Query Understanding: A Search With Machine Learning Use Case

Published in

Loopio Tech

9 min readMar 1, 2023

Applying Machine Learning (ML) solutions are becoming more and more popular in various industries and the search domain is no exception. Before the rise of ML solutions in the search domain, keyword-based search engines combined with manually defined rules were the state of the art algorithms. Over the last few years, the research community has been active in designing and developing useful ML features in search. From semantic search capabilities to Learning-to-Rank models, the goal is to take advantage of such intelligent solutions to surface the most relevant results to the end user.

As described in our previous article, Loopio is using an offline experimentation framework to evaluate the performance of different solutions including those that are based on ML models. The focus of this article is on one specific use case of applying machine learning capabilities in our search workflow: query understanding. It is the process of analyzing search queries and converting them to enhanced queries that can generate more accurate results.
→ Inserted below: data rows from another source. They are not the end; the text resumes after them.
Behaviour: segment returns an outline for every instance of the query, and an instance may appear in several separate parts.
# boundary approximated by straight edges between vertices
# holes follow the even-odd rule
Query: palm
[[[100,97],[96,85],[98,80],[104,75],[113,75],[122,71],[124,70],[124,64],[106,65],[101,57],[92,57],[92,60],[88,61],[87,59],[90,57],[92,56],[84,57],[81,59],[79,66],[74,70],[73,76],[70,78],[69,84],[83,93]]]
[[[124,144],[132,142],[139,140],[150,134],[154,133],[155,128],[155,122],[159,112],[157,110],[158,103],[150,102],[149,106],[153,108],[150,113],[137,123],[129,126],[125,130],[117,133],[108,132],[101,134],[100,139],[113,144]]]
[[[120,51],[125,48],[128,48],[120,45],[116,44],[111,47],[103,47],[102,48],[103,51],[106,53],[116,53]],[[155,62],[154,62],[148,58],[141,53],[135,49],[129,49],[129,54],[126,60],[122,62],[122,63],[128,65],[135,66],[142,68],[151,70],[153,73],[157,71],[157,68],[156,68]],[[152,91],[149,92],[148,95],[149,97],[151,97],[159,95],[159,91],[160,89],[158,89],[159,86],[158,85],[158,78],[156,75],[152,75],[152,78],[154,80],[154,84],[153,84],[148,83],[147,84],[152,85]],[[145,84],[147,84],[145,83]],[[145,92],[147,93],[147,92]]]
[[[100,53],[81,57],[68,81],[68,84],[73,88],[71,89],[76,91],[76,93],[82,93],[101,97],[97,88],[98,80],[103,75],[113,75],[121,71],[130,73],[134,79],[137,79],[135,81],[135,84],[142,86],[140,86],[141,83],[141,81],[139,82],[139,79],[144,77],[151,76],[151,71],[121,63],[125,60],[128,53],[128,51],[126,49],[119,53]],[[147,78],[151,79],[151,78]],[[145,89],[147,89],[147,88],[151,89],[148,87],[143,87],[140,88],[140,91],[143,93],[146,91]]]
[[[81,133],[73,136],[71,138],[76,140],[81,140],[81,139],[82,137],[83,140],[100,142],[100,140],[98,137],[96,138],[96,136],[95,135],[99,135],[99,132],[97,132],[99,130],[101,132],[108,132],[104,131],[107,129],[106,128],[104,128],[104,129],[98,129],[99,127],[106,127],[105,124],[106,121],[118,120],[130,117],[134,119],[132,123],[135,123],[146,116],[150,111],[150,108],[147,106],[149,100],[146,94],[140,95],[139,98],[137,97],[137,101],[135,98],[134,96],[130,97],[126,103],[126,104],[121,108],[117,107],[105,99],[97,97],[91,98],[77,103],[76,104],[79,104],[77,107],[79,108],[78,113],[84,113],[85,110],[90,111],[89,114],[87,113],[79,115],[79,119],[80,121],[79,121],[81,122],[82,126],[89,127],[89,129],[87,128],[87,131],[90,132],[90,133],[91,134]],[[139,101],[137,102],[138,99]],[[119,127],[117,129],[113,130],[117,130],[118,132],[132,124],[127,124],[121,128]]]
To have a better understanding of the ways we can improve search results by applying machine learning models, let’s take a look at a typical search system at a high level before our deep dive into the query understanding feature.

Search Workflow

A search engine, at a high level, completes three steps:

Creates an index of documents
Runs a query against that index
Shows ranked results to the user.

There is an opportunity for improvement in every single part of this process. The figure below shows how we can introduce a new feature at different stages of a search system.
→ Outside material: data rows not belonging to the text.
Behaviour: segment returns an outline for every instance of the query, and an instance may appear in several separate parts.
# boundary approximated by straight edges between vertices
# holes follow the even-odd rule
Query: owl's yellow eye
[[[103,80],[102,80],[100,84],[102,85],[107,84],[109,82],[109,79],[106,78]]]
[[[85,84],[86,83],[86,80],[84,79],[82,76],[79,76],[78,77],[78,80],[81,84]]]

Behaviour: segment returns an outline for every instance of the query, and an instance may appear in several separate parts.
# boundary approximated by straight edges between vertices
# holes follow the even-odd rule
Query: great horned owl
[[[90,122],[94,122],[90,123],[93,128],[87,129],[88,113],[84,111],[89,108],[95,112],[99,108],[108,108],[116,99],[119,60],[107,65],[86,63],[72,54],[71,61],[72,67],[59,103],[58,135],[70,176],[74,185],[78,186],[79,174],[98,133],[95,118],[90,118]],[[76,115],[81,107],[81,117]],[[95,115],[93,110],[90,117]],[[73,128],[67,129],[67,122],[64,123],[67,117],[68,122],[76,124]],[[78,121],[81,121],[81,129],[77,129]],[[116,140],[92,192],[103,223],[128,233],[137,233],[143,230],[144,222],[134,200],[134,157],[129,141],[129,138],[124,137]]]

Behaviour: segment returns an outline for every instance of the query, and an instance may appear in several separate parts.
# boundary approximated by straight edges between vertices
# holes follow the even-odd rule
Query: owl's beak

Document Pre-processing: Before indexing the documents, we can apply a series of pre-processing operations such as text cleaning, text normalization, and even using machine learning models to identify entities or Part-of-Speech (PoS) tags. This produces enriched documents that will be indexed in the next stage and can help us better match documents with the searched queries.
Modifying Index Settings: We can modify certain settings before indexing the documents. Configuring the similarity setting of our index is one example where we choose the method used for scoring matched documents. Depending on the selected scoring method, the ranking of results will be different.
Query Understanding: It is about what happens before scoring and ranking results. There are different ways to analyze the queries to better represent the intent behind them. Here are some examples of query understanding solutions:
-Synonyms: Being able to extract synonyms of searched keywords can help the search engine to surface more relevant results. We can create these synonyms manually or make use of machine learning models to generate them for us.
-Spelling Correction: Keyword-based search engines cannot return accurate results if the keywords in the searched query are misspelled. So, having a spelling correction layer before sending the request to the search engine can be useful.
-Query Classification: The most impactful form of query understanding is query classification. By predicting the most probable class or category for the searched query, we help the search engine to output more relevant results.
-Results Re-ranking: The last stage of a search system is to re-rank the results. The re-ranking can be done by using different logic such as semantic search. Keyword-based search engines do not understand the context and conceptual meanings of indexed or searched documents. Semantic search solutions can fill this gap by applying the semantics of words and phrases to find the right content.

Query Classification

The main focus of this article is on developing a query classification model and using it to improve search results. To better understand the application of this feature in a search system, let’s work through an example.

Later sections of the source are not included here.